Pour me rendre au journal, un collègue français me prend tous les matins à un coin de rue de chez moi. Il donne également un «lift» à une traductrice anglaise, venue directement d'Angleterre il y a six ou sept ans. Le trajet dure à peine dix minutes. Ici il n'y a pas vraiment d'heure de pointe. Cela ferait drôlement l'affaire de l'ami Yves Desautels que j'imagine peinant actuellement dans les bancs de neige de Montréal pour annoncer les conditions routières sur l'île et autour de l'île aux auditeurs de Radio-Canada, tous les matins et tous les après-midi de la semaine.
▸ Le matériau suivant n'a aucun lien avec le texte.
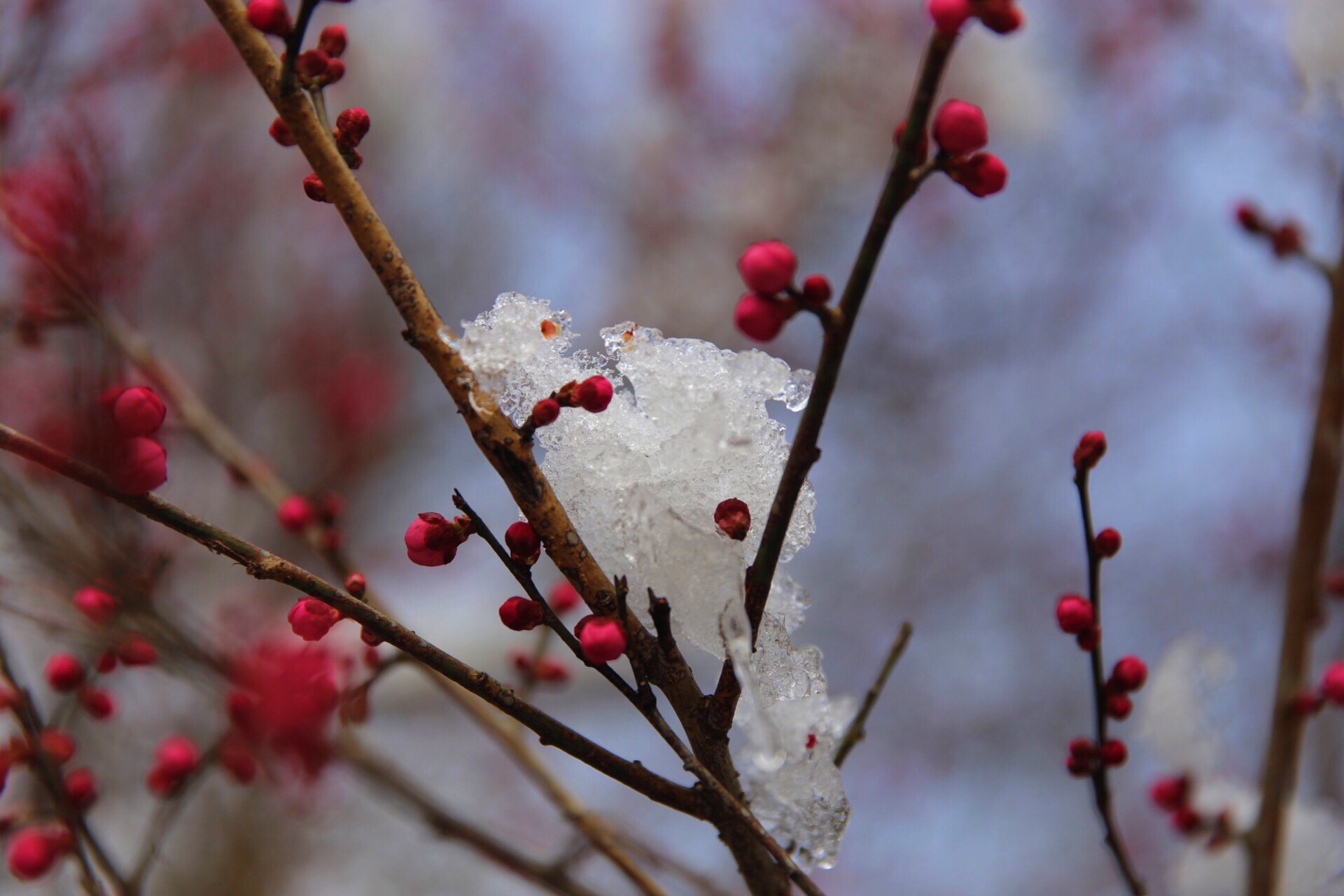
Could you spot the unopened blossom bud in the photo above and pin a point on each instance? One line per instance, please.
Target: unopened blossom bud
(432, 540)
(564, 597)
(141, 465)
(1074, 614)
(1091, 449)
(983, 174)
(1129, 675)
(96, 605)
(311, 620)
(81, 789)
(768, 267)
(603, 640)
(1113, 752)
(522, 614)
(733, 517)
(332, 41)
(269, 16)
(315, 188)
(546, 412)
(1170, 793)
(1332, 684)
(281, 133)
(30, 853)
(760, 317)
(1108, 543)
(949, 15)
(139, 412)
(64, 672)
(816, 290)
(594, 394)
(523, 543)
(351, 127)
(960, 128)
(296, 514)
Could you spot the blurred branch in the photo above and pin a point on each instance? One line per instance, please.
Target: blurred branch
(1301, 608)
(262, 564)
(857, 729)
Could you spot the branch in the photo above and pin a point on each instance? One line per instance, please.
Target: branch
(1301, 609)
(857, 729)
(267, 566)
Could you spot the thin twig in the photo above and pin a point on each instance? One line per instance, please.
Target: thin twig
(857, 729)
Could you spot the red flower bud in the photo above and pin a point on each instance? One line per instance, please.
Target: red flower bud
(594, 394)
(760, 317)
(1108, 543)
(768, 267)
(603, 638)
(332, 41)
(733, 517)
(960, 128)
(139, 412)
(1074, 614)
(64, 672)
(523, 545)
(1091, 449)
(141, 466)
(269, 16)
(296, 514)
(311, 620)
(564, 597)
(522, 614)
(96, 605)
(546, 412)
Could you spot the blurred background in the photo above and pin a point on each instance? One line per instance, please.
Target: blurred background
(615, 159)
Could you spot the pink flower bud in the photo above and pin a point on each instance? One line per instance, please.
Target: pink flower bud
(311, 620)
(768, 267)
(522, 614)
(760, 317)
(64, 672)
(949, 15)
(139, 412)
(269, 16)
(1074, 614)
(960, 128)
(281, 133)
(1091, 449)
(594, 394)
(81, 789)
(332, 41)
(141, 466)
(523, 545)
(603, 638)
(733, 517)
(96, 605)
(564, 597)
(296, 514)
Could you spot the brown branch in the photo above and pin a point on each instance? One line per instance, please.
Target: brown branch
(262, 564)
(857, 729)
(902, 183)
(1101, 776)
(1301, 608)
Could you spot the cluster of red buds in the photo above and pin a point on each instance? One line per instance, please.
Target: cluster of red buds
(960, 130)
(1000, 16)
(593, 396)
(768, 270)
(1285, 237)
(139, 463)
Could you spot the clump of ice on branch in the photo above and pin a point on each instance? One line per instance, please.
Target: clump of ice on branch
(689, 426)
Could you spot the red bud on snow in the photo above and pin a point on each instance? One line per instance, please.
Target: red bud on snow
(768, 267)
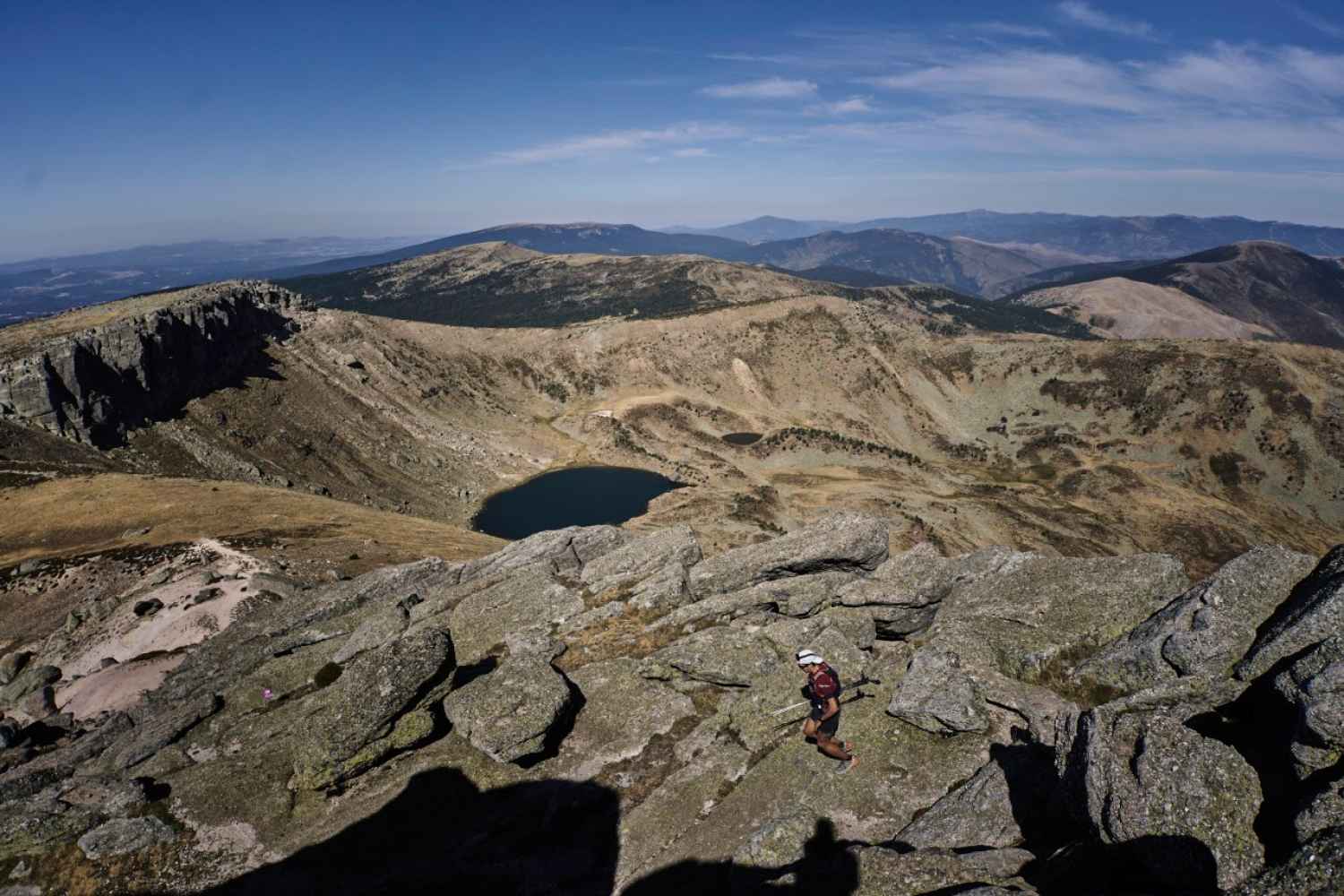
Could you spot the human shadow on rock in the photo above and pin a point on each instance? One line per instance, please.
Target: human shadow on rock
(443, 834)
(1160, 866)
(827, 868)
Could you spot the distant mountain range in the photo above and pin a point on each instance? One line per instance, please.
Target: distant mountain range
(47, 285)
(499, 284)
(599, 239)
(862, 258)
(1096, 237)
(1246, 290)
(981, 253)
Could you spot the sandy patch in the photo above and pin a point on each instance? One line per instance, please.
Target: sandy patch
(115, 688)
(180, 622)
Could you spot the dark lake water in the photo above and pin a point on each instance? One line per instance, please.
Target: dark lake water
(574, 495)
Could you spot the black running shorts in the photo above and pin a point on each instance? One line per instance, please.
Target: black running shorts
(830, 726)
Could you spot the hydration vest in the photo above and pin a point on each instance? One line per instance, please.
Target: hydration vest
(824, 686)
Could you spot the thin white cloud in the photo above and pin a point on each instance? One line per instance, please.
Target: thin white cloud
(1284, 78)
(1047, 77)
(1174, 137)
(1090, 16)
(1320, 23)
(1012, 30)
(613, 142)
(763, 89)
(851, 107)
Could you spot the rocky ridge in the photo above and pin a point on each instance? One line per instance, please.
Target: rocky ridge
(601, 705)
(94, 384)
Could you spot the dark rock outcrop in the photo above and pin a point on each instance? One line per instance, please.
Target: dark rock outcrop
(375, 708)
(937, 696)
(97, 384)
(508, 713)
(1134, 770)
(846, 541)
(1314, 611)
(1207, 629)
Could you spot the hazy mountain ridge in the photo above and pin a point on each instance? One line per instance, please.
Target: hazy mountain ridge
(1269, 287)
(1099, 237)
(53, 284)
(504, 285)
(586, 238)
(962, 265)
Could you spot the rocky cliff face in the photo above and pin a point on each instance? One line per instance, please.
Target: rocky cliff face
(590, 711)
(96, 384)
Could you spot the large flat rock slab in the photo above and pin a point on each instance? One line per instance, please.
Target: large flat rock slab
(841, 541)
(621, 713)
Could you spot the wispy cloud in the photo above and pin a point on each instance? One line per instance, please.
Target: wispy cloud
(1012, 30)
(1320, 23)
(615, 142)
(851, 107)
(763, 89)
(1282, 78)
(1090, 16)
(1047, 77)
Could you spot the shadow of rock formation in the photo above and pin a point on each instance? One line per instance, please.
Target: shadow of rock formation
(444, 836)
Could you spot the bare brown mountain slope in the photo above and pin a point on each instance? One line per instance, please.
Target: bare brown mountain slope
(1262, 284)
(1077, 447)
(503, 285)
(1126, 309)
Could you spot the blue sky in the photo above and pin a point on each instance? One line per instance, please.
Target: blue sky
(179, 121)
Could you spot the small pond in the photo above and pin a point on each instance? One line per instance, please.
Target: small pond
(573, 495)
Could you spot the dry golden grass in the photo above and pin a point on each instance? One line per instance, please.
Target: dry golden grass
(16, 339)
(82, 514)
(625, 635)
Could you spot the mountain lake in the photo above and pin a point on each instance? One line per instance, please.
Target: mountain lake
(573, 495)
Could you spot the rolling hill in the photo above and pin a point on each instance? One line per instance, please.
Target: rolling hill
(504, 285)
(1089, 237)
(962, 265)
(588, 238)
(47, 285)
(1269, 289)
Chemin faisant, nous doublons de nombreux autobus modernes, les «métrobus» chinois ou brésiliens, bondés de travailleurs. Le transport en commun, une priorité depuis deux ans à Cuba, a nettement été amélioré, diminuant les retards au travail, une vraie calamité jusqu'à tout récemment. Pour remplacer les nombreux «camellos» (chameaux), surnommés ainsi en raison de leur élévation ou leur bosse, des autobus articulés bien entretenus vont et viennent à travers la ville sans peine malgré l'étroitesse de certaines rues. L'autobus coûte moins de un cent de un dollar. Bien sûr, si on tient compte des 23 jours de travail en moyenne par mois, cela finit par représenter une petite portion du salaire, déjà bas, des Cubains, mais il faut aussi savoir que la majorité des centres de travail ont leur propre service de transport qui accommode leurs travailleurs. Ce sont bien souvent à bord d'anciens autobus scolaires jaunes qu'ils se rendent à leur travail. Ces autobus proviennent presque tous du Québec. Ils ont même gardé leur signalisation bilingue française et anglaise, et c'est, dans ce cas-ci, l'ami Daniel Côté, des Ameublements Elvis, qui les a vendus et, dans certains cas, donnés au gouvernement cubain.
Les bureaux du Granma international sont situés juste à côté de l'édifice du Granma quotidien, en biais avec le ministère des Forces armées révolutionnaires. L'imprimerie se trouve entre les deux. Rien à voir avec le modernisme et les équipements sophistiqués du Journal de Montréal ou de La Presse. Peu importe, tout fonctionne comme sur des roulettes et on monte encore les pages sur les marbres ou tables lumineuses où il nous faut effectuer une dernière révision avant de donner le bon à tirer. De temps en temps, des rouleaux de papier journal provenant des moulins de l'Abitibi-Bowater au Québec, sont déchargés sur le trottoir avant d'être acheminés à l'intérieur de l'imprimerie. Ça me fait une petite fierté de savoir que notre papier, provenant de nos forêts, sert à imprimer le journal pour lequel je travaille actuellement. Mais j'imagine qu'il ne faut pas le crier sur les toits, car le gouvernement étasunien pourrait sévir contre cette compagnie, grâce à sa loi d'extraterritorialité qui lui donne des pouvoirs extraordinaires, ceux d'intervenir contre des compagnies non étasuniennes qui font affaire avec Cuba.